Al día siguiente llamaron a mi puerta, y en lugar de la gallega encarnada que me hacía la limpieza, fue ella quien apareció en el rellano. ¡El reloj!, exclamé en mis adentros e imaginé lo peor; sin embargo, sólo pretendía enredarme como suscritor de El Centinela y Heraldo de la Salud, una revista que me causó horror a causa de su pavorosa frialdad. Me excusé cortésmente y aun rehusé recibir el ejemplar gratuito que me ofrecía. (Su voz diminuta y chillona, no por ello desagradable, se teñía, en ciertas inflexiones, de un descolorido acento centro-europeo). “Está bien, señor”, fueron sus últimas palabras y en ese instante comprendí que tenía que matarla. Ella pareció comprender y me autorizó por medio de una sonrisa dulce y resignada de modesta complicidad. Este gesto, que en el momento me pareció perfectamente legítimo, borró en mí todo posible resabio de remordimiento.

Quince días después, me hallaba de nuevo en su apartamento, metido debajo de la cama. A la hora acostumbrada crujió el pestillo. Sus pies infantiles discurrieron por la alfombra en idas y venidas, acompañadas de un tintineo de loza y de metal y un aroma invitante: estaba preparando su té. En un momento creí oírla tararear desde la cocina algo que se asemejaba a una marcha teutónica. Silabeaba un poco la melodía y, en las pausas, remedaba el sonido del bombo: ta-ra-ra, ta-ra-ra, ta-ra-ra… shhss ¡pun! Apenas se hizo el silencio acostumbrado, salí de mi escondite. A través de la puerta entreabierta la divisé de espaldas, sentada en su poltrona favorita. Me valí de un almohadón con una estampa de aldea bavaria, para quitarle la vida en escasos segundos por el simple procedimiento de la asfixia, y le dediqué una última mirada que grabó su imagen en mi mente, deformada apenas por una suave contracción en la mandíbula.

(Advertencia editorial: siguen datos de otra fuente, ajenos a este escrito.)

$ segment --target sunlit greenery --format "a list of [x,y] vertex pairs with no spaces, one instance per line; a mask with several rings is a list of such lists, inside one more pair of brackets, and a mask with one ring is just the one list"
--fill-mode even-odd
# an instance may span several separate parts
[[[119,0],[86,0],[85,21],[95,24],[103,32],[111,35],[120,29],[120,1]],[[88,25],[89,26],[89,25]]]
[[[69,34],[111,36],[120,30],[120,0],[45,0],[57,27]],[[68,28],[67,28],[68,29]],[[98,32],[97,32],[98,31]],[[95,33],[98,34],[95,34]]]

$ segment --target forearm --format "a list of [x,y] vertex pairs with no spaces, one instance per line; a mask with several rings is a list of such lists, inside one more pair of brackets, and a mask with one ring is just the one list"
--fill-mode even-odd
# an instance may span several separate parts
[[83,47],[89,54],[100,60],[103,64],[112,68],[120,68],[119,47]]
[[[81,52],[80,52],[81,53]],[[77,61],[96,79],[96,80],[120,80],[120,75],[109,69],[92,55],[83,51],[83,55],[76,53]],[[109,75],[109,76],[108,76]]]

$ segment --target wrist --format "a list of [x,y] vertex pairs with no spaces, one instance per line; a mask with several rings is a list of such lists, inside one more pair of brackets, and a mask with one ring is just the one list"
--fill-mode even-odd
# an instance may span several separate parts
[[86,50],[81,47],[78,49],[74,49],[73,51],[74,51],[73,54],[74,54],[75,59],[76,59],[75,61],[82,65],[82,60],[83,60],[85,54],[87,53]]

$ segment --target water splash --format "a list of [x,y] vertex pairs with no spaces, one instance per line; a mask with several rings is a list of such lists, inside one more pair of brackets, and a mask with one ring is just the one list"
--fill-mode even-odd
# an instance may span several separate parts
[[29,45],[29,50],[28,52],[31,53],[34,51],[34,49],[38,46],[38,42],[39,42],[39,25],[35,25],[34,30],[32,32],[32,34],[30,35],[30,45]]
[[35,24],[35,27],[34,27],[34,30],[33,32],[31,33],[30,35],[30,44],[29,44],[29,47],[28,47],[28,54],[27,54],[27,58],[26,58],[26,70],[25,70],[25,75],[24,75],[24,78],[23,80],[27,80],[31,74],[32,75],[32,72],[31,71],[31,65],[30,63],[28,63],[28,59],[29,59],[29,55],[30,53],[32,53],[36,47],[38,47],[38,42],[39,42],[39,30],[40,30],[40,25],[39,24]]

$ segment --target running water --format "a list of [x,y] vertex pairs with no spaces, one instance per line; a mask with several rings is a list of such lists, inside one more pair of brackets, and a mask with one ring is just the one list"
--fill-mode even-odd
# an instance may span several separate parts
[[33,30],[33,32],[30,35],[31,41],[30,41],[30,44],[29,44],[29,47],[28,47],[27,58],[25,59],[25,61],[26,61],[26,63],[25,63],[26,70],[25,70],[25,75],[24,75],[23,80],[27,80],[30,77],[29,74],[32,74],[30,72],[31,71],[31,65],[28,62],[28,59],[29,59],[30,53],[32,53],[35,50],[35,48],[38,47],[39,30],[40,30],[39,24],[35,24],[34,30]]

Como lo suponía, fue llamado a reconocer el cadáver un médico anciano del vecindario: síncope cardíaco. Unos pocos vecinos acompañamos el sepelio. La viejecita estaba abonada a una agencia de pompas fúnebres que, en cumplimiento de las cláusulas, celebró su solitario funeral.

Hoy se cumplen diez años. Una tarde grisácea y apacible. He concluido la página 970, donde se narra mi última visita a la charcutería y el diálogo sostenido con el propietario, quien —lo descubrí mucho tiempo después del suceso— era su conterráneo; nacieron en el mismo pueblo y se conocieron y jugaron a los primos cuando niños.

Mañana recorreré la calle de los árboles enanos, las quincallas y las mercerías y haré guardia frente a la capilla adventista, que ahora dispone de una nueva fachada. Luego regresaré a continuar el hilo de mi historia agregando los nuevos datos obtenidos.

Ahora debo embolsarme en mi flux negro e ir a comprar el ramo de claveles que, en cada aniversario y en reconocimiento por tantos años de vida en común, llevo religiosamente a su tumba.